Britain First leader and deputy leader guilty of hate crimes

Britain First
Judge Justin Barron said the words and actions of their leader and deputy leader "demonstrated hostility" towards Muslims and the Muslim faith.

The leader and deputy leader of far-right group Britain First have been found guilty of religiously-aggravated harassment.

Paul Golding, 36, and Jayda Fransen, 31, were arrested over the distribution of leaflets and posting of online videos during a Muslim gang-rape trial.

Fransen was convicted of three counts of religiously aggravated harassment. Golding was found guilty of one charge.

The verdicts were handed down at Folkestone Magistrates’ Court.

The court heard they had targeted homes and people in Kent whom they believed were connected to a rape trial at Canterbury Crown Court where three Muslim men and a teenager were convicted of rape and jailed.

The pair, both from Penge in south-east London, were arrested in May last year.

Fransen had denied four counts, and Golding had denied three.

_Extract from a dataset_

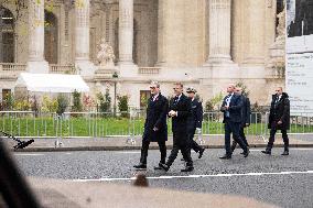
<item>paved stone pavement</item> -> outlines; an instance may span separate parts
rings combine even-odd
[[[134,143],[131,143],[133,139]],[[196,141],[199,143],[197,136]],[[203,146],[214,149],[224,147],[224,136],[223,135],[205,135],[202,136],[204,143]],[[22,139],[25,141],[29,139]],[[250,147],[265,147],[268,138],[263,136],[248,136],[248,143]],[[15,142],[13,140],[4,139],[9,147],[12,147]],[[22,151],[99,151],[99,150],[139,150],[141,146],[141,136],[129,138],[129,136],[111,136],[111,138],[71,138],[71,139],[34,139],[34,143],[29,145]],[[62,142],[61,145],[55,147],[57,142]],[[166,145],[169,149],[172,147],[172,138],[169,138]],[[277,135],[276,146],[282,146],[283,142],[281,135]],[[291,134],[290,145],[298,147],[309,147],[313,146],[313,134]],[[155,149],[156,143],[151,143],[151,149]]]
[[[196,153],[192,153],[195,166],[192,173],[180,172],[184,166],[184,163],[179,160],[181,156],[179,156],[168,173],[154,171],[153,166],[156,165],[160,160],[160,152],[155,150],[149,151],[148,169],[144,172],[138,172],[132,167],[132,165],[139,163],[140,151],[15,152],[13,154],[22,173],[26,176],[66,179],[71,183],[86,184],[87,186],[94,185],[95,190],[90,190],[90,193],[104,191],[101,188],[96,189],[96,187],[102,187],[101,185],[104,184],[130,186],[133,182],[133,176],[138,173],[142,173],[147,175],[149,185],[153,188],[182,193],[192,191],[193,194],[248,197],[260,202],[279,207],[312,208],[313,149],[294,147],[290,150],[289,156],[280,155],[283,150],[282,147],[273,149],[271,156],[262,154],[260,152],[261,150],[262,149],[252,149],[251,154],[247,158],[239,154],[241,152],[240,150],[236,150],[233,158],[229,161],[218,158],[218,156],[225,152],[223,149],[206,150],[201,160],[197,158]],[[168,153],[170,153],[170,150]],[[64,185],[65,187],[67,186],[66,183]],[[76,188],[74,188],[75,186],[72,187],[76,190]],[[45,191],[41,191],[43,190],[42,187],[45,186],[37,186],[36,188],[42,196],[61,197],[61,200],[63,200],[64,197],[66,199],[68,196],[75,197],[75,191],[73,195],[63,193],[63,190],[65,193],[69,191],[68,189],[61,188],[61,193],[54,193],[55,189],[58,189],[56,185],[46,186]],[[84,187],[84,185],[82,187]],[[82,193],[82,196],[84,196],[82,199],[84,200],[83,202],[86,202],[87,197],[85,196],[87,195],[78,190],[79,189],[77,189],[77,193],[79,193],[79,195]],[[90,195],[94,197],[94,194]],[[125,196],[125,199],[129,199],[132,198],[133,195],[127,195],[121,191],[120,196]],[[149,198],[149,195],[143,196],[143,201],[154,199],[159,201],[158,197]],[[191,195],[182,195],[181,199],[197,200],[197,196],[199,195],[194,195],[195,198]],[[205,196],[203,197],[205,198]],[[217,197],[217,199],[219,197]],[[199,205],[203,205],[202,199],[202,196],[199,196]],[[209,202],[211,200],[208,199],[207,201]],[[169,199],[166,198],[165,200]],[[224,201],[222,198],[220,200]],[[225,200],[227,201],[227,199]],[[72,201],[77,202],[75,199]],[[95,199],[95,201],[98,200]],[[140,201],[138,196],[134,201]],[[250,207],[241,204],[242,201],[240,199],[238,205],[241,205],[241,207]],[[206,207],[206,205],[209,204],[199,207]],[[228,205],[233,206],[233,204]],[[223,206],[229,207],[227,204],[223,204]],[[234,206],[236,205],[234,204]]]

Judge Justin Barron dismissed the remaining counts against them, and is due to sentence them later.

He told the court that Fransen and Golding were “well-known”, “controversial” and “generate their own publicity”, but his verdict was based “solely on admissible evidence heard in court”.

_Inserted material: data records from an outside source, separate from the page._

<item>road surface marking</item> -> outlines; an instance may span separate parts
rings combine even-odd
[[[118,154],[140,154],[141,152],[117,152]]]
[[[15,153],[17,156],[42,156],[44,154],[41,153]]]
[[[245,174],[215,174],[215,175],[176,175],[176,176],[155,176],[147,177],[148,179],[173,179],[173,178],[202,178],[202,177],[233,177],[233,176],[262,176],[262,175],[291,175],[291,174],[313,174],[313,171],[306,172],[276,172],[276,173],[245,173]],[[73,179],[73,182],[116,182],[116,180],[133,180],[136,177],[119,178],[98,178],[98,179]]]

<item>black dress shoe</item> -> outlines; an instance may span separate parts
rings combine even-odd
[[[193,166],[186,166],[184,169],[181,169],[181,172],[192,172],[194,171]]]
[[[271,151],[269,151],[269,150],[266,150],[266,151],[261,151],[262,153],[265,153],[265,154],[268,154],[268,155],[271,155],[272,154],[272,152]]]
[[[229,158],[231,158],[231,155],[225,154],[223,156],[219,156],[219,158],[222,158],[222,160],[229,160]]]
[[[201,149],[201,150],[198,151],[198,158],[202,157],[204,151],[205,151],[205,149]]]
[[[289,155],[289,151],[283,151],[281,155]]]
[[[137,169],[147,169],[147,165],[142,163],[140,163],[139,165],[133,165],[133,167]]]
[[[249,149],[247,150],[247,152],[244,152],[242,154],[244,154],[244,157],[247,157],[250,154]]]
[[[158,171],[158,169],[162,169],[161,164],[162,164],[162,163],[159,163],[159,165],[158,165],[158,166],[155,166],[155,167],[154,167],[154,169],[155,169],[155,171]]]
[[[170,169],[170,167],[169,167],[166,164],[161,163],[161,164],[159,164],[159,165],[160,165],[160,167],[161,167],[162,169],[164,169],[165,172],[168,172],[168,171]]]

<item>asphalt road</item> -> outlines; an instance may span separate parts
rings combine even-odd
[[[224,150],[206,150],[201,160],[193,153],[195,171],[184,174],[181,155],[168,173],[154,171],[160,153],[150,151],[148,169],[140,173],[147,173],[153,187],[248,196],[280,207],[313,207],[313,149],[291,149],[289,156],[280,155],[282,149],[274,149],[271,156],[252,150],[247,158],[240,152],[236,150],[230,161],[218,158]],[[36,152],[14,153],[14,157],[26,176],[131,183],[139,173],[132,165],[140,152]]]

He said their words and actions “demonstrated hostility” towards Muslims and the Muslim faith.

“I have no doubt it was their joint intention to use the facts of the case [in Canterbury] for their own political ends.

“It was a campaign to draw attention to the race, religion and immigrant background of the defendants,” he told the court.

During their trial in January, Folkestone Magistrates’ Court heard the pair confronted people they believed were defendants in the gang-rape trial.

However, in each case, they instead targeted innocent members of the public.

They filmed the abuse and then released it on social media and through the Britain First website.

They also posted offensive leaflets through the letterboxes of houses in the area where the rape-trial defendants lived.